Manuel Attali : Ça n'est pas si uniforme que ça. Il y a aussi des gens qui se donnent du mal, un gars comme Thierry Chèze voit tout ou presque et se bat parfois pour parler des films indépendants dans Première. Emma, de Cinemateaser, voit aussi énormément de choses et a un vrai dialogue avec nous. Tout comme Fernando Ganzo aux Cahiers du cinéma. Il y a donc des gens de bonne volonté.

Marc Olry : D'où la question de savoir s'il faut apparaître dans tous les médias ou non ? Sans compter les canards qui vont prendre quatre pages pour démolir un film et aborder certains autres sur un quart de colonne... Dans quel sens les pages cultures portent le cinéma quand certaines disent « voilà le Wes Anderson de trop » mais le mettent quand même en couverture, ou en Une de leurs rubriques cinéma ? Je me pose la même question quand je vois l'empressement qu'a désormais cette presse à se ruer sur les films des plateformes SVOD jusqu'à en faire des événements. C'est une dérive similaire à celle d'une mise en avant du cinéma de marché dominant plutôt que la défense du cinéma indépendant.

Hervé Millet : Tout ça est devenu en fait du commerce...

Une allusion à la pratique des partenariats ?

Hervé Millet : Il est évident qu'elle biaise le rapport à la critique...
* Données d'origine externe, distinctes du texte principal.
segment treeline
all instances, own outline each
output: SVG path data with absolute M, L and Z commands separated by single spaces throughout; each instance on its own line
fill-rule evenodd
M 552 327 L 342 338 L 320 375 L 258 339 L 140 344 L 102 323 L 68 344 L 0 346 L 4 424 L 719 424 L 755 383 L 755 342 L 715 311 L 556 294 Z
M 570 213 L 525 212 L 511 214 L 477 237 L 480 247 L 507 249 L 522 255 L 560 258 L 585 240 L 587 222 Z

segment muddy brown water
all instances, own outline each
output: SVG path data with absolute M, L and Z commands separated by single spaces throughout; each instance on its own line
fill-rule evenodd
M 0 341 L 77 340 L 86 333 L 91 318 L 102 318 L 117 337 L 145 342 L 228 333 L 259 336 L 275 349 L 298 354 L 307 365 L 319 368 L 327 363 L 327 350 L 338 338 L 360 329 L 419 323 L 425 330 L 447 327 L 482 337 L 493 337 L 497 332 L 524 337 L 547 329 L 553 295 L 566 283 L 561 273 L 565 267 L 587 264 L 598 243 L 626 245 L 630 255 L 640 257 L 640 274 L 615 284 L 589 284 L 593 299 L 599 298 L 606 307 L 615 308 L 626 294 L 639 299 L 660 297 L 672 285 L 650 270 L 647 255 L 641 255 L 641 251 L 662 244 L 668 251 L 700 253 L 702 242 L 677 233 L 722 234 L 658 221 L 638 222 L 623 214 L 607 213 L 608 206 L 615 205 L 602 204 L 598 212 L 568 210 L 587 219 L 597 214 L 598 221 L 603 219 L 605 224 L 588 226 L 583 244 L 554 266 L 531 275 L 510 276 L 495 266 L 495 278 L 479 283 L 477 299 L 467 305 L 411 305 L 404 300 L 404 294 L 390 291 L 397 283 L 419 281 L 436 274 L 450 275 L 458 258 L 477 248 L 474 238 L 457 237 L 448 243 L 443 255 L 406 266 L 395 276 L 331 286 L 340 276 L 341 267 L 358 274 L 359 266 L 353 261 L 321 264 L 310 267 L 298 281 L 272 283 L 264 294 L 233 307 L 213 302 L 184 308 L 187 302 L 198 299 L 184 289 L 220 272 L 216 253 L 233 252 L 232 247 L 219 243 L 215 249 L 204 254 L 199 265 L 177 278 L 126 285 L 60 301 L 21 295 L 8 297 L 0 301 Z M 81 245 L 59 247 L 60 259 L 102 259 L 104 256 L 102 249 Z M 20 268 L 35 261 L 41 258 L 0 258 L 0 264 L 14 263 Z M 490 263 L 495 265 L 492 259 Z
Marc Olry : Soit tu as beaucoup d'argent et tu peux avoir Télérama ou Le Monde en partenariat. Mais quand, comme nous, tu n'en as pas, il faut se contenter de pages de pubs dans des médias plus petits.

Manuel Attali : Il y a quand même le cas d'une revue, que je ne citerai pas, dont tout le contenu est à vendre. Son rédacteur en chef passant même son temps à appeler, limite harceler, les distributeurs pour demander combien de pages de pub nous sommes prêts à acheter pour qu'il y ait des articles sur les films... Et même s'il en adore un, il ne fera rien dans son magazine si on ne paye pas quelque chose.

Marc Olry : C'est un cas qui commence à se généraliser. Je pourrais y ajouter un autre titre qui prend un peu ce pli, mais il est clair que sans qu'un partenariat inclue forcément du rédactionnel, il peut y inciter...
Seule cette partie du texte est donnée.